Carob, known as “carrua” in Sicilian dialect, is the fruit of the carob (Ceratonia siliqua L.), an evergreen tree that is native to the Mediterranean. Cultivation is concentrated in the province of Ragusa, in the territory between the Dirillo and Anapo valleys. Its most common varieties are the “Latinissima”, the “Racemosa”, the “Morescona”, the “Saccarata” and the “Falcata”.
Carob is a 10 to 20 centimetre long flattened pod in the shape of a horn, with a leathery and shiny skin. They are green during ripening phase and dark brown in the summer months, until they become totally dark when they are completely ripened. On the surface it is a hard and compact fruit, whereas the internal pulp is fleshy and sugary. It contains dark and round seeds called “carats”, which was used in the past as a unit of measurement for gold. They are harvested between late August and early September, when the tree already bears the flowers of the next seasons fruits. Once the fruits have fallen to the ground, they are collected by hand in containers called “cannisscia” in Sicilian.
Carob has a taste similar to cocoa with hints of honey and caramel, so much so that in ancient times in Sicily it was considered the “poor persons chocolate”. The fruit can be eaten whole, it can be chewed on its own or toasted, or broken and boiled in a saucepan.

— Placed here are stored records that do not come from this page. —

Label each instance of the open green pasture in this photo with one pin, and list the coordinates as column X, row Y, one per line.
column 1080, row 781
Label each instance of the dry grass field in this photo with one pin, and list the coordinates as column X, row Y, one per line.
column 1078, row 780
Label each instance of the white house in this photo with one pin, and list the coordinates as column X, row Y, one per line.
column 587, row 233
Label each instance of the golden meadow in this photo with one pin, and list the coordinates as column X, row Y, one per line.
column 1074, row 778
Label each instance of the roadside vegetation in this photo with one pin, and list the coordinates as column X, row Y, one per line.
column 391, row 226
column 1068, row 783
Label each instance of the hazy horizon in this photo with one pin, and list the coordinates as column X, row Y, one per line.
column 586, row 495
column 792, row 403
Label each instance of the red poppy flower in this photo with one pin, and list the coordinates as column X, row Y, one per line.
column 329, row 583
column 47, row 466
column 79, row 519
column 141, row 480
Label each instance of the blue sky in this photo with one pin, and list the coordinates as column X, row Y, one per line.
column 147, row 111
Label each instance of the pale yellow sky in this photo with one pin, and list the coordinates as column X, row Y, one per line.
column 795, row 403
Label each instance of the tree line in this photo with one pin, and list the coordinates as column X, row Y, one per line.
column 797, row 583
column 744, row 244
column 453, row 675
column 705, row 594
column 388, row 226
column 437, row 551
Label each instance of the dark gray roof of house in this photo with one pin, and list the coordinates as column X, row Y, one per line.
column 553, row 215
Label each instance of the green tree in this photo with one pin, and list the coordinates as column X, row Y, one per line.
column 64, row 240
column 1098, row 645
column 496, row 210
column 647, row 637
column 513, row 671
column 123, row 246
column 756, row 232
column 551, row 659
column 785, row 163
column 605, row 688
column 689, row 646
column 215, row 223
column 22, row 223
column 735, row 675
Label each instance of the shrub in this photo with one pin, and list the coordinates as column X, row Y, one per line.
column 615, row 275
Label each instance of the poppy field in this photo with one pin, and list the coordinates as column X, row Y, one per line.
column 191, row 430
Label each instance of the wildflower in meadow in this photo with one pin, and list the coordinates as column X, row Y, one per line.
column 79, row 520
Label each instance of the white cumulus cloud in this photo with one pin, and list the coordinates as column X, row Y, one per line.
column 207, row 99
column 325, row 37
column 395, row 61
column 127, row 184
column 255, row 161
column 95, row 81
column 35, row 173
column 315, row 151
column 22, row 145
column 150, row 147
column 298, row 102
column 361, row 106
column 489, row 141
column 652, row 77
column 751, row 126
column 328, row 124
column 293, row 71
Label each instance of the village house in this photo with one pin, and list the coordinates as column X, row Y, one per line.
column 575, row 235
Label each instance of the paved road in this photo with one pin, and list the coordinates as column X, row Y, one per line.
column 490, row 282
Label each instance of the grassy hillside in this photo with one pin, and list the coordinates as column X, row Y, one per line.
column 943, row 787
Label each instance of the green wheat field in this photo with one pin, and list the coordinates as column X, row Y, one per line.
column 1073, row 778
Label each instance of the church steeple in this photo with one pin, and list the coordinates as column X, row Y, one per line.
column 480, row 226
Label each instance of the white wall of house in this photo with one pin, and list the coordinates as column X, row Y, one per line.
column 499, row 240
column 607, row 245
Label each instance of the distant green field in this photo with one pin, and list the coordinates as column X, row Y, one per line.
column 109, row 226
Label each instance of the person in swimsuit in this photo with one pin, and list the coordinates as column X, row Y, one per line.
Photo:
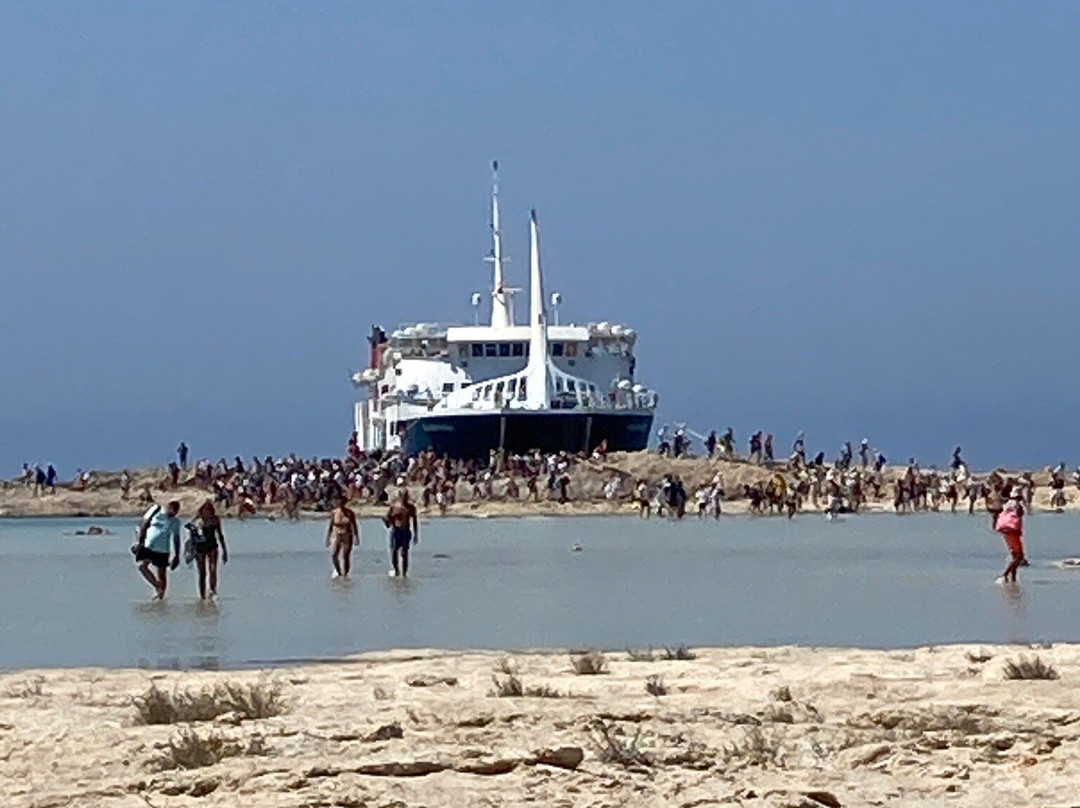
column 1013, row 535
column 404, row 530
column 206, row 540
column 341, row 534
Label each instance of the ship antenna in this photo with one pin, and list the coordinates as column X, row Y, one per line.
column 501, row 314
column 536, row 372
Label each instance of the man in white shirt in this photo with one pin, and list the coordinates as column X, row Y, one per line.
column 160, row 526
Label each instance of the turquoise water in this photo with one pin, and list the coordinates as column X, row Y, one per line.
column 875, row 580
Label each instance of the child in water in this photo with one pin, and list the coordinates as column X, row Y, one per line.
column 1010, row 524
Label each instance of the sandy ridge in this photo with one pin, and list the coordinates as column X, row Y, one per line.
column 785, row 726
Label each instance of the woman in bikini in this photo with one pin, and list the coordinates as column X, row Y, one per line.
column 206, row 540
column 341, row 534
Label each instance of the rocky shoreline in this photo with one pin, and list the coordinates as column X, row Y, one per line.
column 780, row 727
column 588, row 497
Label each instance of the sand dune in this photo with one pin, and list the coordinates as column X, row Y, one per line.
column 740, row 726
column 586, row 488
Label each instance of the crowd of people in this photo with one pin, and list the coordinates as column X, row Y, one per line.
column 848, row 483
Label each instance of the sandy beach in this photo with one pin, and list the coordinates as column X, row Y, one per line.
column 586, row 492
column 784, row 726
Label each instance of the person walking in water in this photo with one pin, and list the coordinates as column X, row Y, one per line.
column 1010, row 524
column 207, row 538
column 341, row 535
column 404, row 530
column 159, row 527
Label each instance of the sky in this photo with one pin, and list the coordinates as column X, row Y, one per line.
column 859, row 219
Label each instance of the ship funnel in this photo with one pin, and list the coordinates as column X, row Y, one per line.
column 538, row 393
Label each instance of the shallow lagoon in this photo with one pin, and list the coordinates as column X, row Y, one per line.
column 873, row 581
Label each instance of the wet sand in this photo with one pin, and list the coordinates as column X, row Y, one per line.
column 783, row 726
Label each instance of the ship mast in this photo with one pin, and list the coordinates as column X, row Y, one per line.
column 502, row 314
column 538, row 395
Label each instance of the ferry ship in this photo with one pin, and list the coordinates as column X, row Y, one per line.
column 467, row 390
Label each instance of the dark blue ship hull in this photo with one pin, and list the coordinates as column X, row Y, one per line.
column 474, row 435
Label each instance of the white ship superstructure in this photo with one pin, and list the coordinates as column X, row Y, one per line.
column 466, row 390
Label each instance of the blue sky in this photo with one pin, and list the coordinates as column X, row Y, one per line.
column 851, row 218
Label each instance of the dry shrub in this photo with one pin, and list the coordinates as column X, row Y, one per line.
column 189, row 750
column 589, row 663
column 612, row 745
column 678, row 654
column 248, row 701
column 757, row 749
column 511, row 686
column 655, row 686
column 1024, row 669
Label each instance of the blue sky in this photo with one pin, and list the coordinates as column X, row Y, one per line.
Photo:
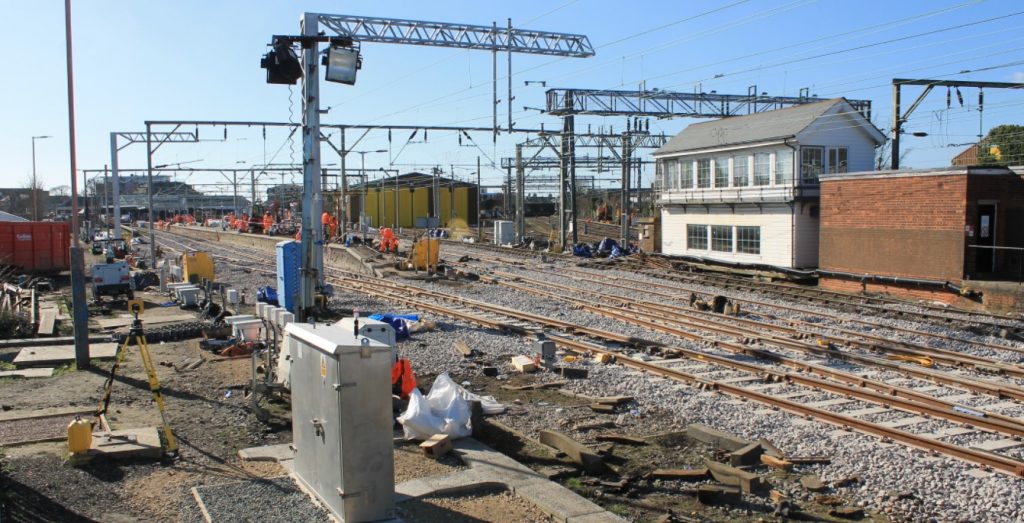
column 197, row 59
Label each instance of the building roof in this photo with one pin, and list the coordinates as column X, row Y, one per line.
column 4, row 216
column 760, row 127
column 415, row 179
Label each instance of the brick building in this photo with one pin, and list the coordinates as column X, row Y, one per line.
column 924, row 232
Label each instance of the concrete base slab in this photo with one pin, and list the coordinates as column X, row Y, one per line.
column 952, row 431
column 978, row 473
column 906, row 422
column 960, row 397
column 489, row 469
column 267, row 453
column 125, row 444
column 50, row 355
column 561, row 504
column 829, row 402
column 118, row 322
column 867, row 411
column 1001, row 405
column 28, row 373
column 998, row 444
column 840, row 433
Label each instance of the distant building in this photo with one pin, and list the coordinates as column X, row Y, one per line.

The “carcao” is obtained from the toasted and powdered pulp, it is a flour that is used to prepare bread, pasta and desserts.
The carob is also called a “survival plant” thanks to its resistance to drought, and its cultivation has represented an important economic resource on the island for centuries. The tree, which majestically opens its branches in the centre of the fields, was an outdoor stable that would provide shade for 15 to 20 cows would rest under.
The majesty of the foliage, the fruits with many uses and the longevity of the tree, have given rise to many legends and beliefs about the plant. It is said that witches and fairies live under its branches, that a “truvatura” (a treasure) is hidden among its roots and that Judas Iscariot, after having betrayed Christ, hanged himself from a carob branch.
In the last twenty years, the demand for carob has gone from a product which was intended exclusively for animal feed and widespread culinary traditions to a sought-after product, thanks to local companies that have been able to work and to pass on the traditions related to the processing of carob.